11-10-2021 23:15 - Macron sans raison

Macron sans raison

Alakhbar - Hier, un sommet bidon France Afrique qui a encore montré un Macron déboussolé, plongé dans un marais d’échecs, perdu et sans raison quand il organise un sommet solitaire durant lequel, il annonce un montant dérisoire de 30 millions d’Euros destiné à l’aide des pays africains pour la démocratie.

C’est une décision lamentable et totalement déplacée comme ses précédents propos à l’égard des africains dont récemment la nation algérienne, alors qu’il méprise l’histoire de la France qui a été libérée par les africains en première position sur les champs de bataille (les tirailleurs sénégalais, les harkis, etc.).

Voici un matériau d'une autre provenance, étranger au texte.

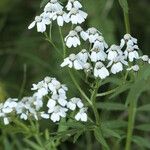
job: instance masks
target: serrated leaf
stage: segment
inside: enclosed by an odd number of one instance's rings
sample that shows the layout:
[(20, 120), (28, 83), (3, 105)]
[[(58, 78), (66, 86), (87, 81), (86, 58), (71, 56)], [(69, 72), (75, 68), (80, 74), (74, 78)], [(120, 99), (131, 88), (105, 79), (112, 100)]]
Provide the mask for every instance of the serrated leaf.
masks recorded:
[(128, 8), (128, 2), (127, 2), (127, 0), (119, 0), (119, 4), (122, 7), (123, 11), (125, 13), (128, 13), (129, 8)]
[(42, 148), (38, 144), (30, 140), (25, 139), (24, 142), (27, 143), (30, 147), (32, 147), (33, 150), (42, 150)]
[(110, 111), (117, 111), (117, 110), (125, 110), (126, 109), (124, 104), (108, 103), (108, 102), (97, 103), (97, 108), (110, 110)]
[(126, 90), (129, 90), (131, 87), (131, 83), (123, 84), (119, 86), (114, 94), (112, 94), (109, 99), (114, 98), (115, 96), (118, 96), (119, 94), (125, 92)]
[(118, 129), (127, 126), (127, 122), (123, 120), (111, 120), (102, 123), (102, 126), (106, 126), (111, 129)]
[(135, 127), (136, 129), (138, 130), (141, 130), (141, 131), (150, 131), (150, 123), (149, 124), (141, 124), (141, 125), (138, 125)]
[(137, 110), (138, 111), (150, 111), (150, 104), (140, 106)]
[(102, 132), (98, 127), (94, 129), (94, 136), (100, 144), (102, 144), (107, 150), (109, 150), (109, 146), (106, 143), (106, 140), (104, 139)]
[(42, 0), (41, 1), (41, 4), (40, 4), (40, 7), (44, 7), (47, 3), (49, 2), (49, 0)]
[(113, 131), (112, 129), (102, 127), (102, 131), (103, 131), (103, 135), (106, 137), (116, 137), (118, 139), (121, 138), (121, 136), (117, 132)]
[(132, 141), (139, 146), (143, 146), (145, 148), (150, 148), (150, 142), (146, 138), (140, 136), (133, 136)]

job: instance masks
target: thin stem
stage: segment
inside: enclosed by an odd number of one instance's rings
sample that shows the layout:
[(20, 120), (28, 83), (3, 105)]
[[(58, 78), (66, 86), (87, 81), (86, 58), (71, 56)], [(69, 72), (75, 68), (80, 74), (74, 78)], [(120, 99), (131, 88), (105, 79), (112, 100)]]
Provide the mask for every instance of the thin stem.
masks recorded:
[(23, 91), (24, 91), (24, 88), (25, 88), (25, 85), (26, 85), (26, 78), (27, 78), (27, 66), (26, 64), (24, 64), (23, 66), (23, 81), (22, 81), (22, 85), (21, 85), (21, 90), (20, 90), (20, 93), (19, 93), (19, 98), (21, 98), (22, 94), (23, 94)]
[(49, 26), (49, 39), (52, 41), (52, 23)]
[(63, 46), (63, 58), (65, 58), (66, 57), (66, 46), (65, 46), (65, 42), (64, 42), (64, 38), (63, 38), (61, 27), (59, 27), (59, 33), (60, 33), (62, 46)]
[(68, 69), (69, 71), (69, 75), (73, 81), (73, 83), (75, 84), (76, 88), (79, 90), (79, 92), (81, 93), (81, 95), (87, 100), (87, 102), (92, 106), (92, 102), (90, 101), (90, 99), (87, 97), (87, 95), (84, 93), (84, 91), (81, 89), (81, 87), (79, 86), (78, 82), (76, 81), (73, 73), (71, 72), (70, 69)]
[(92, 139), (89, 131), (86, 133), (86, 142), (87, 142), (87, 150), (92, 150)]
[(46, 37), (46, 40), (55, 48), (55, 50), (57, 51), (57, 53), (61, 55), (60, 51), (59, 51), (59, 48), (52, 42), (52, 40), (48, 37), (47, 33), (45, 32), (44, 33), (45, 37)]
[(110, 90), (110, 91), (104, 92), (104, 93), (99, 93), (99, 94), (97, 94), (97, 97), (101, 97), (101, 96), (106, 96), (106, 95), (112, 94), (112, 93), (114, 93), (117, 89), (118, 89), (118, 87), (115, 88), (115, 89), (112, 89), (112, 90)]
[(135, 123), (135, 114), (136, 114), (136, 101), (132, 100), (129, 106), (129, 119), (128, 119), (128, 129), (127, 129), (127, 139), (126, 139), (126, 146), (125, 150), (131, 150), (131, 141), (132, 141), (132, 134), (134, 129)]
[(100, 124), (100, 117), (99, 117), (99, 113), (98, 113), (97, 106), (96, 106), (96, 96), (97, 96), (99, 86), (100, 86), (100, 82), (97, 81), (96, 84), (95, 84), (94, 90), (92, 92), (92, 95), (91, 95), (91, 101), (92, 101), (92, 104), (93, 104), (92, 108), (93, 108), (93, 111), (94, 111), (94, 115), (95, 115), (97, 125)]
[(126, 33), (130, 33), (129, 14), (126, 12), (124, 12), (124, 22), (125, 22)]

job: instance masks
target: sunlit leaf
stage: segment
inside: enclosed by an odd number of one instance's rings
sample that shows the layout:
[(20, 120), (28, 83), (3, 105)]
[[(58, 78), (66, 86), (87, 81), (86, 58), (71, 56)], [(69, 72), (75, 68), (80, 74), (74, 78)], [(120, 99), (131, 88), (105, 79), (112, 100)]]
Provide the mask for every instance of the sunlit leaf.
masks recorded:
[(110, 110), (110, 111), (117, 111), (117, 110), (125, 110), (126, 109), (124, 104), (121, 104), (121, 103), (108, 103), (108, 102), (99, 102), (99, 103), (97, 103), (97, 108)]

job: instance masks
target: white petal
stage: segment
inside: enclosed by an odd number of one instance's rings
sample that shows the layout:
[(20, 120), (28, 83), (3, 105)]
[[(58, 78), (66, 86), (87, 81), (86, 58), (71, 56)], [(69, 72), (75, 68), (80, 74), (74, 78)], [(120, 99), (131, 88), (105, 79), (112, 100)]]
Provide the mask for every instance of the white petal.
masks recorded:
[(62, 16), (57, 17), (57, 24), (61, 27), (64, 25), (64, 20)]
[(35, 26), (35, 21), (33, 21), (29, 26), (28, 26), (28, 29), (32, 29), (34, 26)]
[(55, 105), (56, 105), (56, 101), (55, 100), (53, 100), (53, 99), (49, 99), (48, 100), (48, 103), (47, 103), (47, 107), (48, 108), (53, 108), (53, 107), (55, 107)]

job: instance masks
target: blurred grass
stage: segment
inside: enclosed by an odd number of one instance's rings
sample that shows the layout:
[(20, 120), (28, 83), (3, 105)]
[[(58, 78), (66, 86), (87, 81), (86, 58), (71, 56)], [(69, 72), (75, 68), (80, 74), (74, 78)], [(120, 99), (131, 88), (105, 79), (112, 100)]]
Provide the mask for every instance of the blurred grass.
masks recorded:
[[(27, 66), (27, 82), (23, 95), (30, 94), (31, 83), (43, 77), (57, 76), (59, 80), (72, 87), (74, 96), (76, 89), (70, 82), (65, 71), (60, 69), (61, 59), (44, 40), (44, 36), (36, 30), (27, 30), (28, 24), (40, 12), (40, 0), (0, 0), (0, 101), (6, 97), (19, 95), (23, 81), (24, 69)], [(97, 27), (102, 31), (109, 44), (119, 43), (125, 33), (122, 10), (117, 0), (83, 0), (89, 18), (84, 24), (87, 27)], [(143, 53), (150, 54), (150, 1), (129, 1), (129, 16), (132, 35), (139, 39)], [(68, 30), (63, 30), (67, 34)], [(58, 28), (53, 28), (53, 39), (58, 41)], [(57, 42), (58, 47), (61, 43)], [(83, 87), (86, 86), (83, 84)], [(143, 103), (149, 100), (150, 92), (142, 95)], [(6, 150), (22, 147), (16, 138), (16, 144), (11, 143), (12, 135), (1, 136)], [(10, 147), (9, 147), (10, 145)], [(17, 145), (15, 147), (11, 147)]]

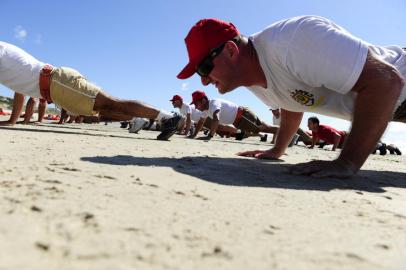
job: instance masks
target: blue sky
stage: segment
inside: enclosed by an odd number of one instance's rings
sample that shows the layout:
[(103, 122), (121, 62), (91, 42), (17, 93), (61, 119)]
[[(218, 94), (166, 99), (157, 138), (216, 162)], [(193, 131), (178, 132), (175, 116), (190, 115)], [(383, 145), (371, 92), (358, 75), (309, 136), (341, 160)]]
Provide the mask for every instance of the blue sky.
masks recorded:
[[(197, 76), (176, 78), (187, 62), (184, 37), (196, 21), (221, 18), (250, 35), (283, 18), (314, 14), (370, 43), (406, 45), (402, 0), (2, 0), (1, 7), (0, 40), (43, 62), (73, 67), (114, 96), (172, 110), (168, 100), (173, 94), (189, 100), (194, 90), (202, 89), (210, 97), (248, 106), (268, 122), (268, 109), (244, 88), (221, 96), (214, 87), (203, 87)], [(13, 93), (0, 86), (0, 95)], [(349, 127), (346, 121), (321, 120), (339, 129)], [(395, 124), (385, 139), (402, 144), (405, 134), (406, 125)], [(402, 148), (406, 151), (406, 144)]]

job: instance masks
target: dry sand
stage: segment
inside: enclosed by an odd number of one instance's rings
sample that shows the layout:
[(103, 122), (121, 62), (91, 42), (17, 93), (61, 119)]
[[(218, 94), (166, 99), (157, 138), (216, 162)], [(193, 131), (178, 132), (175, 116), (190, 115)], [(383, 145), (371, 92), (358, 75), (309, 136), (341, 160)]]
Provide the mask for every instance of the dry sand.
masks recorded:
[(351, 180), (291, 176), (337, 153), (240, 158), (118, 124), (0, 127), (0, 269), (406, 269), (406, 159)]

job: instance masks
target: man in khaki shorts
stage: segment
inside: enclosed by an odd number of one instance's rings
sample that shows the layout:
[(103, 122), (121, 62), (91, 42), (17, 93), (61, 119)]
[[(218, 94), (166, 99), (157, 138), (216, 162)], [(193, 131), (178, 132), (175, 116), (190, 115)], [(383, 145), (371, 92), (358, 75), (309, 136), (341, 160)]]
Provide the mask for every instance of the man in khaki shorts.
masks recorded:
[[(35, 59), (22, 49), (0, 41), (0, 83), (15, 92), (43, 98), (74, 114), (100, 115), (104, 119), (130, 120), (145, 117), (162, 122), (157, 139), (167, 140), (177, 130), (180, 116), (158, 110), (135, 100), (121, 100), (90, 83), (78, 71), (53, 67)], [(10, 125), (11, 123), (2, 123)]]
[[(219, 124), (233, 125), (241, 130), (245, 135), (252, 136), (258, 135), (259, 132), (266, 132), (275, 134), (277, 128), (262, 122), (258, 116), (251, 112), (246, 107), (238, 106), (227, 100), (222, 99), (208, 99), (206, 93), (203, 91), (195, 91), (192, 94), (192, 104), (196, 106), (199, 111), (205, 113), (206, 117), (212, 119), (210, 126), (210, 133), (207, 139), (211, 139)], [(198, 125), (196, 132), (199, 132), (202, 125)]]

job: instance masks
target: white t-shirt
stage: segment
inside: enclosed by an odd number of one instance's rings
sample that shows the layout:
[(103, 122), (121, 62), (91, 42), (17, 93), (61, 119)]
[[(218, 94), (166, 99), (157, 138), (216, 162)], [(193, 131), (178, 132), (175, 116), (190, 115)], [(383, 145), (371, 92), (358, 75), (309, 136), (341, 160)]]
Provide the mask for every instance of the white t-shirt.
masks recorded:
[(0, 83), (15, 92), (39, 98), (39, 74), (44, 63), (22, 49), (0, 41)]
[[(267, 79), (267, 88), (249, 89), (271, 108), (315, 112), (351, 120), (357, 82), (368, 48), (406, 77), (406, 52), (378, 47), (315, 16), (277, 22), (250, 37)], [(406, 86), (398, 105), (406, 98)]]
[(220, 124), (231, 125), (237, 116), (238, 105), (223, 99), (211, 99), (209, 100), (209, 109), (204, 113), (213, 118), (213, 113), (217, 110), (220, 110), (218, 114)]
[(190, 119), (193, 122), (199, 122), (200, 118), (204, 117), (201, 111), (195, 109), (195, 105), (188, 105), (186, 103), (182, 104), (182, 107), (180, 107), (179, 112), (181, 115), (184, 116), (187, 116), (190, 113)]

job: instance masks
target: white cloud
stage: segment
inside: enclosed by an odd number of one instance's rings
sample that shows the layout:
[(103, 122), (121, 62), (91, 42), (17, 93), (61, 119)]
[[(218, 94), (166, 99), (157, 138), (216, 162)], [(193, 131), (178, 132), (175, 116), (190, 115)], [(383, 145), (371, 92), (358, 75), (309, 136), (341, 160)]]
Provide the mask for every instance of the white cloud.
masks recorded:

Bien qu’elle ne mérite pas cette libération par les africains, quand on sait que les crimes commis par la France en Afrique pendant la période de la colonisation devraient faire l’objet de reconnaissance, comme le reconnait Marcon lui-même, mais aussi d’une réparation des préjudices et des pertes d’hommes et de richesses pillées par les français.

La France n’a jamais rendu l’ascenseur aux africains qui ont bâti l’économie française en combattant d’abord les allemands pour la libérer, ensuite en construisant son économie comme en témoigne son histoire récente (rien que les déportés comme esclaves et enfants enlevés suffisent comme exemples).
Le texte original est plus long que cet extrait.